Thank you for the explanation. So does "hosts" check the IP of the smtp
request originator
or the IP of the sender's email domain? i.e If user someone@12.34.56.78 is
trying to send an
e-mail from IP 23.45.67.89. Does "host" check the first IP or the second
one?
LS
-----Original Message-----
From: Wakko Warner [
mailto:wakko@animx.eu.org]
Sent: Friday, December 12, 2003 7:23 AM
To: Liu Shuai
Cc: exim-users@???
Subject: Re: [Exim] question about ACL
> >> I am trying to set up exim so that it only allow SMTP connections from
> >> certain IPs. Say, I
> >> want to serve only smtp requests sent from 12.34.56.* and 23.45.67.*
>
> >So you do not expect mail from the internet?
>
> Sorry if I didn't make it clearer.
>
> Yes, I do expect mail from the internet, but I don't want users to be able
> to use the SMTP server to send e-mail if they are outside of my local
> network(s), even if they have local e-mail accounts.
>
> For example, a user can only send e-mail through the server if his request
> is from IP
> within 12.34.56.1 - 12.34.56.255 or 23.45.67.1 - 23.45.67.255.
>
> I realize that I can disable connection at firewall level, but I suppose
> that I can do it from Exim as well?
Unfortunately, exim does not differentiate between your users and other MTAs
on the internet. IIRC, no MTA on the internet does this. If you only
accept for the range you stated above, you will not accept mail from the
internet.
> > accept hosts = 12.34.56.*
> > hosts = 23.45.67.*
> > endpass
>
> >This is impossible. try:
> >hosts = 12.34.56.0/24 : 23.45.67.0/24
> What does the line above do? In particular, what the semantics of "/"
here?
This is a netblock. The range of a /24 netblock is .0 to .255
the 24 is the number of bits in the netblock.

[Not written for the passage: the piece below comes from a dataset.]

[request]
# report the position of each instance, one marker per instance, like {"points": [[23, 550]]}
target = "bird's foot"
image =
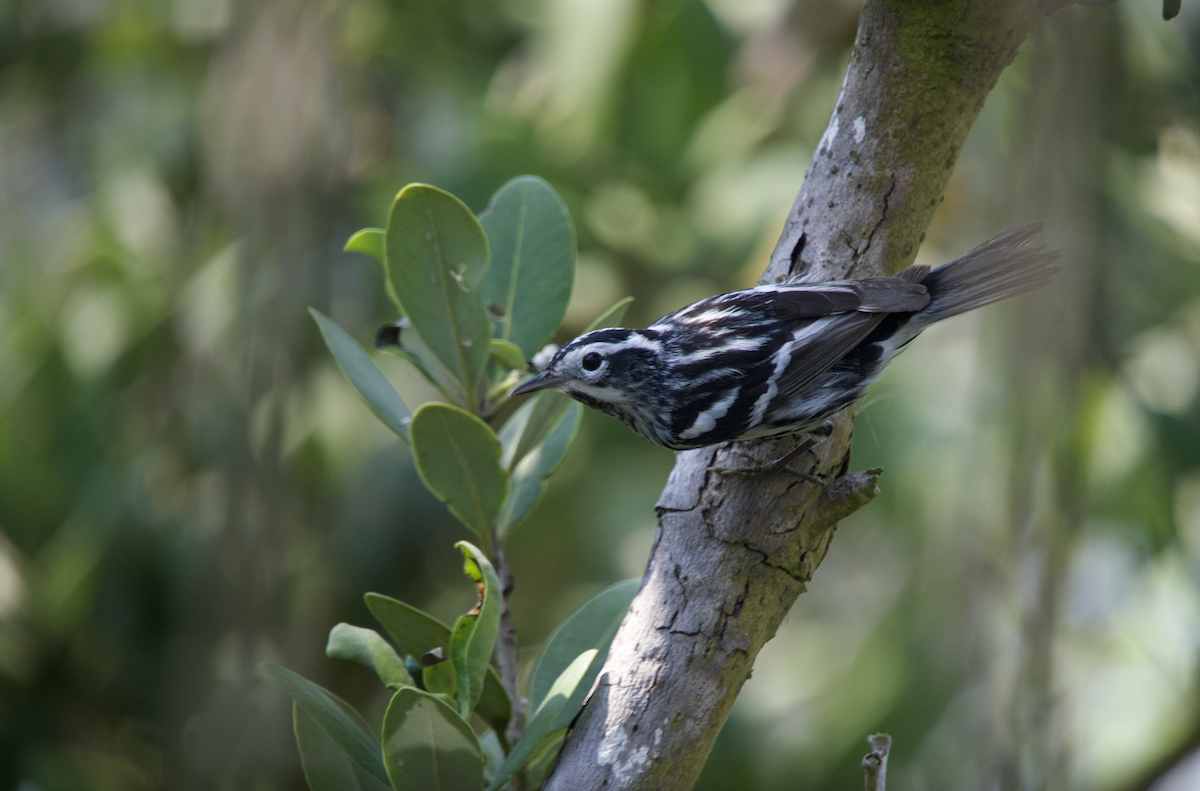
{"points": [[759, 469]]}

it is equivilant to a netmask of 255.255.255.0 but way easier to type and
less prone to errors (IMO). The highest number (in IPv4) is 32 which means
a single host, but with exim, you don't need to use /32 for a single host.
The reason I flattened your acl from 2 host statements to 1 is:
if you use
accept hosts = 12.34.56.*
hosts = 23.45.67.*
...
It does this:
Is IP in 12.34.56.*? if yes, is IP in 23.45.67.*? if yes it's impossible.
My way:
hosts = 12.34.56.0/24 : 23.45.67.0/24
It does this:
Is IP in 12.34.56.0/24 or 23.45.67.0/24? ...
each condition in an ACL must be true before the accept/deny/etc will work.